The person pounding on the door was actually an RCMP officer with weapon drawn who had raced to Jessica’s home in Oliver after her ex-husband had been spotted heading in that direction.
“I put on some inside-out pants and a tank top, and I had a bra and a purse in my hands, and I went outside and the constable grabbed me and put me in the police car because (the ex-husband) was coming.”
In the meantime, another officer began chasing the ex-husband in the opposite direction, but broke off the pursuit when it became dangerous.
“That meant he was still out there, somewhere, and I’m shitting my pants because I know what would have happened if the constable had not got to my home in time,” said Jessica.
“All I knew is that I could not go home, so I stayed at a friend’s place and then they took me to the SOWINS (South Okanagan Women in Need Society) transition house and they kept me safe.
“I was there for a week. They saved my life. Again.”
Jessica had reached out to SOWINS several years earlier as she tried to extricate herself from what was an increasingly dangerous relationship. For nearly two decades, the man Jessica had lived with since she was a teenager had subjected her ongoing abuse.
During that relationship, she felt as if she were serving a sentence on death row.
On more than one occasion family members barricaded themselves in rooms out of fear for their lives because of her ex-husband’s violent, often drug-induced, actions.
Jessica said it was only with the help of a SOWINS case worker that she realized she herself, having witnessed her mom being abused by men, was repeating the cycle by normalizing the behaviour.
SOWINS’ support has not only helped protect her from physical danger (she still does her vehicle safety check before getting in), but it’s also given her the strength to fight back, including in court.
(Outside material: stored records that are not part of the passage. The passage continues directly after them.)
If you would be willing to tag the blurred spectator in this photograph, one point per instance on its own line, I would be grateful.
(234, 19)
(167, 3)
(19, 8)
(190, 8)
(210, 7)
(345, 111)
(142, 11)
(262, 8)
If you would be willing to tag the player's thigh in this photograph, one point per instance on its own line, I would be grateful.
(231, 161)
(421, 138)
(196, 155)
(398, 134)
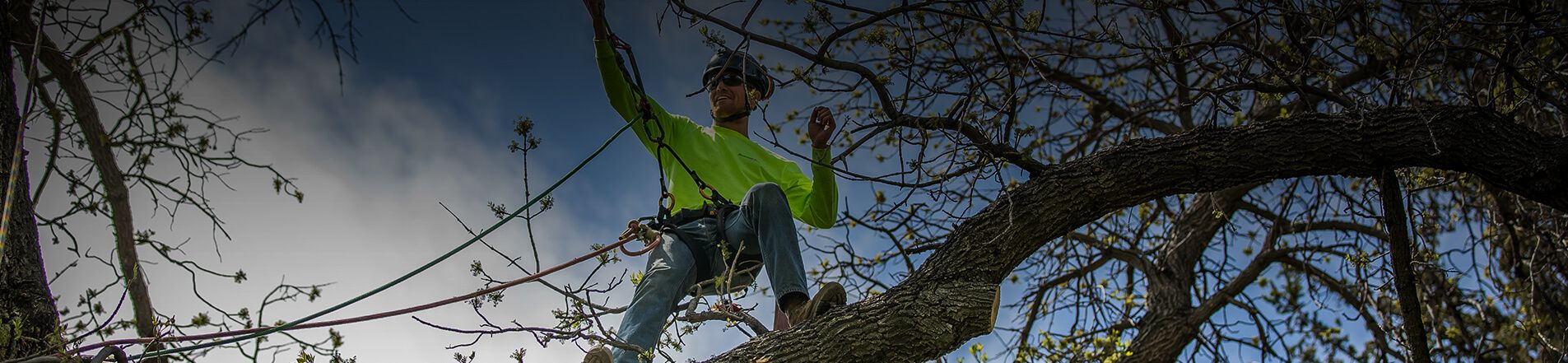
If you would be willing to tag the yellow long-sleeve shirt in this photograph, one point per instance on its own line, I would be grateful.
(725, 159)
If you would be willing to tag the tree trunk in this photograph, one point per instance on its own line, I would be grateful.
(1171, 323)
(98, 140)
(938, 307)
(1399, 250)
(27, 302)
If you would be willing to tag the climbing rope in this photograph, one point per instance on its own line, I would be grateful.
(646, 114)
(542, 274)
(635, 231)
(253, 333)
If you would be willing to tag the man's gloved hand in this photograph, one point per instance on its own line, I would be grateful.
(821, 128)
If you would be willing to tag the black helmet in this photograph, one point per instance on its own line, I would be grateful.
(756, 76)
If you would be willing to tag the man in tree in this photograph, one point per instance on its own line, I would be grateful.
(706, 240)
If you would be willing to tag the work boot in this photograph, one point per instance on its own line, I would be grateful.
(598, 356)
(828, 297)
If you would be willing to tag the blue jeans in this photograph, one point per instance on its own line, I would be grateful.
(762, 225)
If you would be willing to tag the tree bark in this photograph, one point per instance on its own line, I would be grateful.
(1170, 321)
(98, 140)
(937, 310)
(1403, 269)
(27, 302)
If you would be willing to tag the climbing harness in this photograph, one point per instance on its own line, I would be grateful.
(717, 207)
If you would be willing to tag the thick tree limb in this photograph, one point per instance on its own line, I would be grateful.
(942, 304)
(27, 309)
(1399, 249)
(98, 138)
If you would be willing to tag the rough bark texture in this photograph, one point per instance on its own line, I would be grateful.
(937, 309)
(1403, 271)
(1170, 321)
(98, 140)
(24, 282)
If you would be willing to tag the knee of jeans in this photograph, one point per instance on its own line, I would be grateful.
(765, 190)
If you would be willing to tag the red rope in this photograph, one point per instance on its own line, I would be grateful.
(626, 238)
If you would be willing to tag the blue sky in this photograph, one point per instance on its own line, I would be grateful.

While she does still worry for her safety, Jessica felt compelled to share her story to let other women know help is available.
“I’m not the only one. Everybody in abusive relationships has a story and every story is just so brutal, so if even one person sees this and calls SOWINS it is so worth it,” said Jessica.
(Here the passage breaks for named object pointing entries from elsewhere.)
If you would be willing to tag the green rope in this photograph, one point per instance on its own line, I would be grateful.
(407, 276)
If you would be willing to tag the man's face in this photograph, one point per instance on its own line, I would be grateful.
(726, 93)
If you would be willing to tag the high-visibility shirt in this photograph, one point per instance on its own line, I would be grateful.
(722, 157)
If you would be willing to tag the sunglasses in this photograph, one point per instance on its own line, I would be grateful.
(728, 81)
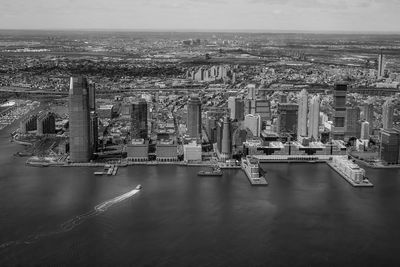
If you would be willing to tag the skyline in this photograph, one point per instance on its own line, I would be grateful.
(222, 15)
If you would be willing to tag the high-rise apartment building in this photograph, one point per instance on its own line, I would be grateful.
(390, 146)
(79, 120)
(194, 117)
(302, 114)
(287, 118)
(365, 130)
(381, 65)
(353, 124)
(236, 107)
(253, 123)
(368, 115)
(313, 123)
(387, 114)
(224, 138)
(339, 106)
(139, 127)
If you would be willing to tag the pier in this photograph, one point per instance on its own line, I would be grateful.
(364, 183)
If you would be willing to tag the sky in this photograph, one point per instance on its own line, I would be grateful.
(230, 15)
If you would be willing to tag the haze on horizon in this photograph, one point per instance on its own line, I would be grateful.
(259, 15)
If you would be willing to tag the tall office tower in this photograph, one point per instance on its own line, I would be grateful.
(313, 124)
(302, 114)
(390, 146)
(226, 148)
(381, 65)
(253, 123)
(139, 127)
(258, 106)
(28, 124)
(353, 126)
(283, 99)
(339, 115)
(251, 91)
(46, 123)
(287, 118)
(236, 106)
(94, 131)
(368, 115)
(194, 117)
(92, 97)
(211, 126)
(79, 120)
(224, 138)
(387, 114)
(365, 130)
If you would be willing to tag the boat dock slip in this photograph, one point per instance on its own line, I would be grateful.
(252, 170)
(351, 172)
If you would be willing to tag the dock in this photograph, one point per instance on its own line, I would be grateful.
(108, 170)
(364, 183)
(252, 171)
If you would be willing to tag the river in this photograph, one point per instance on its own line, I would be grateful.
(307, 216)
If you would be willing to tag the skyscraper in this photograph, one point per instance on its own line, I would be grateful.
(194, 117)
(364, 130)
(46, 123)
(302, 114)
(251, 92)
(381, 65)
(79, 118)
(390, 146)
(287, 118)
(92, 97)
(387, 114)
(313, 124)
(368, 115)
(139, 129)
(253, 123)
(94, 131)
(226, 148)
(236, 107)
(353, 125)
(224, 138)
(339, 105)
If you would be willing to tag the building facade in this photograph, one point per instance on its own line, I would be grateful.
(79, 120)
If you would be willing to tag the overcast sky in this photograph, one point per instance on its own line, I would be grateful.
(296, 15)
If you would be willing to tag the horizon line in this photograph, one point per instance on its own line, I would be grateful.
(206, 30)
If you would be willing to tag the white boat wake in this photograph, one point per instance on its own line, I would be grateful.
(72, 223)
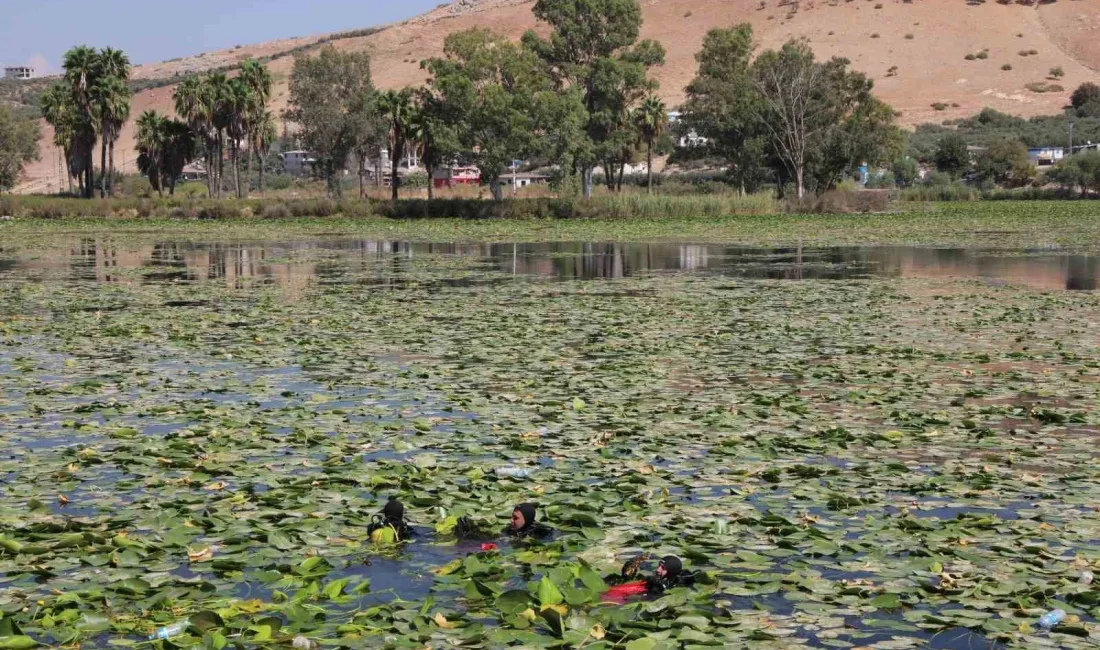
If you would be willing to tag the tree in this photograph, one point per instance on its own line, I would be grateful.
(722, 105)
(1086, 100)
(259, 80)
(164, 147)
(111, 96)
(264, 134)
(592, 48)
(438, 138)
(398, 109)
(328, 96)
(493, 92)
(81, 69)
(195, 105)
(821, 118)
(952, 155)
(905, 172)
(650, 119)
(1003, 161)
(19, 144)
(59, 112)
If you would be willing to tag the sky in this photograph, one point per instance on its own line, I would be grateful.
(39, 32)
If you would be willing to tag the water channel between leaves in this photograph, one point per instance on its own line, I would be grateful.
(897, 451)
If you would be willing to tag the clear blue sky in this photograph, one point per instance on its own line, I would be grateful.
(39, 32)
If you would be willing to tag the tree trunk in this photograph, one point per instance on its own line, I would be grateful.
(395, 161)
(234, 149)
(102, 168)
(110, 167)
(649, 167)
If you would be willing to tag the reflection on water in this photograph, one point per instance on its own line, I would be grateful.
(296, 264)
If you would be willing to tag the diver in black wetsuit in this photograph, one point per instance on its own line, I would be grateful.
(524, 526)
(389, 526)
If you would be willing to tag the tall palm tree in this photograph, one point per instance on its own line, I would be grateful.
(195, 105)
(58, 110)
(257, 78)
(650, 119)
(396, 106)
(264, 134)
(111, 97)
(238, 107)
(81, 68)
(221, 102)
(151, 144)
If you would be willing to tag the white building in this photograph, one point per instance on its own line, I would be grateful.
(19, 73)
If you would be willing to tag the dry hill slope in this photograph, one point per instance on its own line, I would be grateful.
(926, 40)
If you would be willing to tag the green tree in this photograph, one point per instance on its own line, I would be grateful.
(905, 171)
(438, 138)
(1086, 100)
(723, 105)
(952, 155)
(81, 69)
(19, 144)
(59, 112)
(259, 80)
(329, 94)
(195, 105)
(399, 112)
(1004, 161)
(593, 47)
(486, 85)
(650, 119)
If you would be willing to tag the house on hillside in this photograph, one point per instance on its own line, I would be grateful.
(452, 176)
(1045, 156)
(298, 163)
(524, 179)
(22, 73)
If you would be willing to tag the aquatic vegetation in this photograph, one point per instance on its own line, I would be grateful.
(882, 461)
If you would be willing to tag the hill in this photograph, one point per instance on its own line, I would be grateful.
(915, 51)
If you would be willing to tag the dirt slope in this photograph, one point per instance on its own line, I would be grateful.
(926, 40)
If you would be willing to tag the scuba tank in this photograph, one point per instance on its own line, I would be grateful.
(383, 532)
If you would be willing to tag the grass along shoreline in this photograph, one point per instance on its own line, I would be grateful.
(1001, 224)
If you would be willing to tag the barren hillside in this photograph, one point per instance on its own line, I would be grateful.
(925, 41)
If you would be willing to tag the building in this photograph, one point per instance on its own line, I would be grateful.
(451, 176)
(298, 163)
(1045, 156)
(524, 179)
(19, 73)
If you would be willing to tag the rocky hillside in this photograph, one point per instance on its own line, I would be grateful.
(932, 59)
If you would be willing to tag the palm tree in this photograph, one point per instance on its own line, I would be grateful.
(221, 102)
(151, 144)
(57, 109)
(238, 105)
(264, 134)
(81, 68)
(111, 97)
(257, 78)
(195, 105)
(397, 108)
(650, 119)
“SOWINS has given my life value. They’ve taught me how to be in a real relationship and it’s OK to say no and it’s OK to say yes, too.”
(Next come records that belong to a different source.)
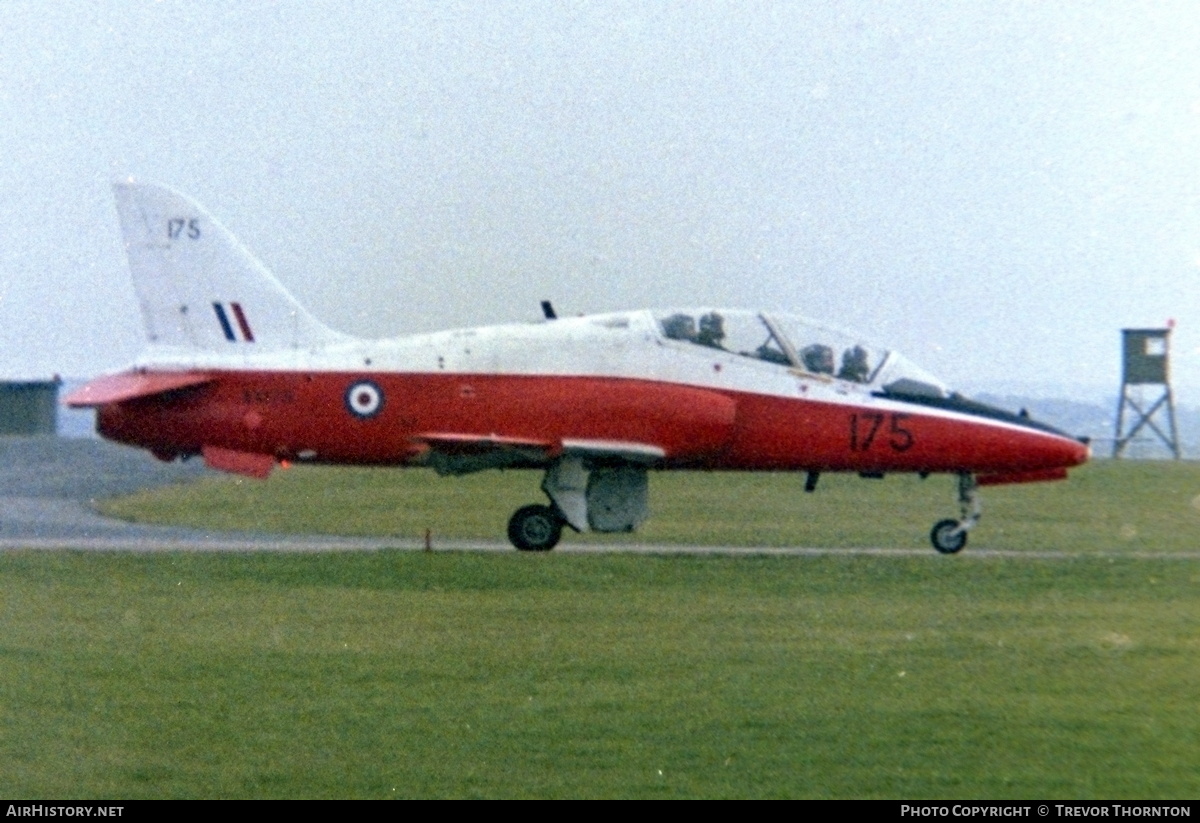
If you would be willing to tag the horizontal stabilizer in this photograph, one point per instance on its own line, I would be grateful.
(238, 462)
(131, 385)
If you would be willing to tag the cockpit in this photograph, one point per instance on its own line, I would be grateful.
(799, 344)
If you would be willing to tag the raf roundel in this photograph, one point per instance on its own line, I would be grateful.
(364, 400)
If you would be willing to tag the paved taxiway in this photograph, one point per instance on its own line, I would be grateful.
(48, 486)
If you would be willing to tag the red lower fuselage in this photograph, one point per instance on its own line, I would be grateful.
(309, 416)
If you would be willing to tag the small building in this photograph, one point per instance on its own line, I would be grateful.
(29, 407)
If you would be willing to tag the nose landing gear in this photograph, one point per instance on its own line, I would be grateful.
(949, 535)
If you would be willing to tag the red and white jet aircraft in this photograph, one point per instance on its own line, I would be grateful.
(239, 372)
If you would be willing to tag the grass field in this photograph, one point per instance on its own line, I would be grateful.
(507, 674)
(1108, 505)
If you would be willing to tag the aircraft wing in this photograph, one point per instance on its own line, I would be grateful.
(131, 385)
(450, 452)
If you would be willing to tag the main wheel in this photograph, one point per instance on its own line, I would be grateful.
(535, 528)
(946, 539)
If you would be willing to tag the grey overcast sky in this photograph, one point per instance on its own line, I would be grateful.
(991, 187)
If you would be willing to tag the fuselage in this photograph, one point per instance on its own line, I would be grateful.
(613, 378)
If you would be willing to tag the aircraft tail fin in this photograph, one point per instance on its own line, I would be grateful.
(202, 289)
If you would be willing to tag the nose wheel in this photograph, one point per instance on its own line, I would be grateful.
(949, 535)
(535, 528)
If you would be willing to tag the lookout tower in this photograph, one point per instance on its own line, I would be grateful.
(1146, 364)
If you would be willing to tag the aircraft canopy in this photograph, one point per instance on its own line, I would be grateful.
(796, 342)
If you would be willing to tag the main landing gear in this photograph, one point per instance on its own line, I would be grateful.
(535, 528)
(586, 497)
(949, 535)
Her advice to others living in abusive relationships is also simple: “Don’t doubt those feelings – God, don’t doubt those feelings.
“Reach out and talk to (SOWINS) first, because if you don’t you may not get out. They will help you make a plan, and if it can save my life, it can save yours.”
“Thank you for being a life changing resource for me when I was in a time of need.
Together, we can make a difference to these local women and families, together we can change lives!
Photo and story credit to The Penticton Herald
This is the story of Jane...
… A mom trying to be her best mom!
Jane has a difficult upbringing growing up with a mom who had Schizophrenia and her life was very unstable, unpredictable, and unsafe.
At 15yrs of age, Jane tragically lost her mom and went to live with extended family. Jane was placed from a caregiver who suffered from mental health struggles to a family with addictions and there was abuse within this new home that she was placed as a young teen.
By the young age of eighteen, Jane was pregnant with her first child and at nineteen she would become a young mom!
Jane is working closely with the counselling team at SOWINS to do everything she can to stop the cycle of violence and stay healthy. She is connected with mental health professionals and the SOWINS team but is on her own with no family to lean on.
Over the past holiday season, Jane felt especially alone and defeated as she tried to provide for her young toddler. With the help of SOWINS, she was able to find financial relief and the comfort of knowing that others truly care for her!
Jane is doing her best to raise her young child and stays connected with the SOWINS team along the way. She is being the best mom she can be!